大枠は①「適性磨き」②「思考磨き」③「志望理由」+「研究計画」④「面接対策」+「集団討論対策」になります。これらを半年タームで年二周するイメージで毎年やってきました。京都コムニタスに初めて来られた方々から、当塾のことで最も多く質問をいただくのは、必修という授業についてです。必修の授業は、当塾のオリジナルのものです。基本的には私自身の経験を下地に、私たちが手がける入試の合格から、入学後の生活をうまくやっていくために必要な要素をできるだけたくさん盛り込んだ内容になっています。大学という機関で生活するとはどういうことか、研究をするとはどういうことか、こういったことも話していきます。私としては、学科の能力を高めるという意味でもこの必修を受けてもらいたいと考えています。必修の授業を全部語り尽くすのはかなりの文量を要しなかなか難しいのですが、ここでは必修の授業の要点と枠組みを順を追って説明したいと思います。
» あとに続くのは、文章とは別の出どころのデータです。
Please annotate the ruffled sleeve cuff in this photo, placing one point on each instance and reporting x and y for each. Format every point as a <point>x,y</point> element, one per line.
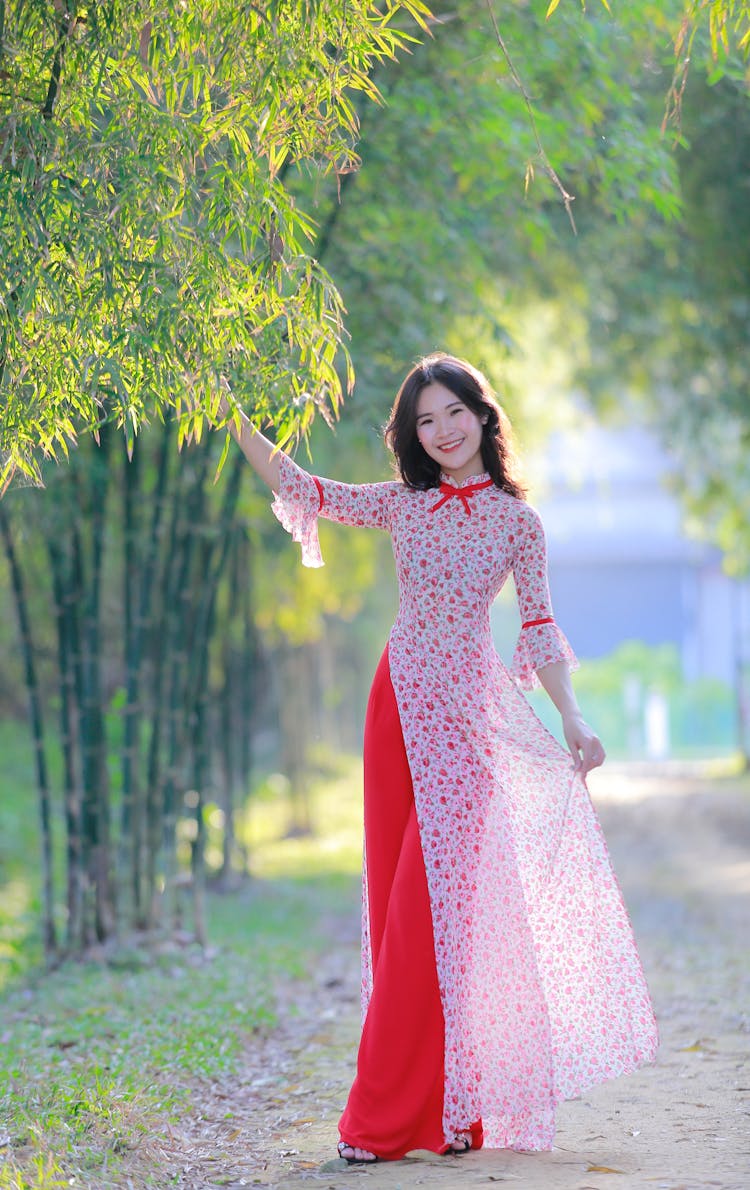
<point>297,506</point>
<point>541,644</point>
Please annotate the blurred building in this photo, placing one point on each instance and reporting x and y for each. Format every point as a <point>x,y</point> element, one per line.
<point>622,565</point>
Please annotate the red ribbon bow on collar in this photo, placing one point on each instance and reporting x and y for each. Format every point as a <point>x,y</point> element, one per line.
<point>449,489</point>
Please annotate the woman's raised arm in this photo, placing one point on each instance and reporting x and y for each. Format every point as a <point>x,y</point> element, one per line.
<point>260,452</point>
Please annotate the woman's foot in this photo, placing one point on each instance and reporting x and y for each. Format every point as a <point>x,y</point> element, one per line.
<point>461,1142</point>
<point>354,1156</point>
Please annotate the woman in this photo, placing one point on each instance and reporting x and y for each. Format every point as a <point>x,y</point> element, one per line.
<point>500,975</point>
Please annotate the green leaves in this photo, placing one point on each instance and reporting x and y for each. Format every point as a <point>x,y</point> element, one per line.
<point>554,5</point>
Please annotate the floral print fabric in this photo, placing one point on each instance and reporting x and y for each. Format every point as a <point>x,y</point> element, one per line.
<point>542,988</point>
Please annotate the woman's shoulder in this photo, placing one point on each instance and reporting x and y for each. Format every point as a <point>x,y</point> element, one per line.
<point>520,512</point>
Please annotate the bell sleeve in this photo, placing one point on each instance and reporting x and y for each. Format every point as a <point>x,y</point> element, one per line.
<point>302,498</point>
<point>541,642</point>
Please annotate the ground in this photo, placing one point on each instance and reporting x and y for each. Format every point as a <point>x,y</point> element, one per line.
<point>681,847</point>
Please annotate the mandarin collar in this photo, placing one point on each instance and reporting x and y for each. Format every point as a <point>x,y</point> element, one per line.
<point>464,483</point>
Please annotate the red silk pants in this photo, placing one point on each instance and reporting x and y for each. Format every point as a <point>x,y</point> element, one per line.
<point>395,1103</point>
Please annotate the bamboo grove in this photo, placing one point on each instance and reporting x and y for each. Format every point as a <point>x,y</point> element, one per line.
<point>135,557</point>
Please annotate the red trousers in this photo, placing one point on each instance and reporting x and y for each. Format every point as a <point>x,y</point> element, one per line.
<point>395,1103</point>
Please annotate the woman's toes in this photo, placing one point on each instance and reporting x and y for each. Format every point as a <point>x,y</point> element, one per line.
<point>462,1142</point>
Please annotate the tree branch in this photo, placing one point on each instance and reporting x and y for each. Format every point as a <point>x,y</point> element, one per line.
<point>547,166</point>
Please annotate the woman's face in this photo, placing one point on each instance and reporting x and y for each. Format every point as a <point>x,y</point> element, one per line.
<point>449,432</point>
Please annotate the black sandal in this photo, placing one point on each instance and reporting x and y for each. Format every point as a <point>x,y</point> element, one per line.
<point>463,1139</point>
<point>354,1160</point>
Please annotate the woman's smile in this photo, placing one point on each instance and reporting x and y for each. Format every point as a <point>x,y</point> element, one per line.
<point>449,432</point>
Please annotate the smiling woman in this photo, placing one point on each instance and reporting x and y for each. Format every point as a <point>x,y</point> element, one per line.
<point>499,969</point>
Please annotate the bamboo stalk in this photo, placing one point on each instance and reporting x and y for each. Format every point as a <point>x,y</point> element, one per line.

ここからは、かなり長くなりますが、連載で必修の授業について、最初から最後まで述べていきたいと思います。
今回はアウトラインです。
必修の基本理念
必修の授業は、どの分野の方にも共通して受けていただいています。必修は一言で言えば、学科以外で入試に必要なことを一手に行う授業です。本来は学科以外でやらねばならないことの方が多いのです。入試と入学後に目を向けた場合、英語と専門科目だけができていれば、問題がないかというと、決してそんなことはありません。まずは論理的に考えることができなければ、どんな分野に進んでもうまくいきません。論理的思考力のある人が「今自分にできること」がわかります。論理的思考力が身に付けば、「他者が求めていること」もわかります。両方がわかれば、どんな行動をすればよいかもわかります。また論理的思考力が身に付けば、学科での「論述」ができるようになります。論述をするには、「事実に基づく」という意味がわかりますし、「根拠」「証拠」を提示しながら言葉を作ることができます。それによって「筋道」を通した物の考え方ができます。それができると、いったん、出た結論に対して「じゃあ、これはどうなる?」とさらに疑問をかぶせて、それについて考えて、また結論を出して、また疑問をかぶせて、を繰り返していくことができます。これが「深く考える」ことです。これができると、深く考えた上で話すことができるようになりますから、自分の発言や行動に理由をつけられるようになります。そうすると、不用意な発言や「そんなつもりじゃなかった」なんてことを言わなくてよくなります。つまり自分の発言に責任を持つようになります。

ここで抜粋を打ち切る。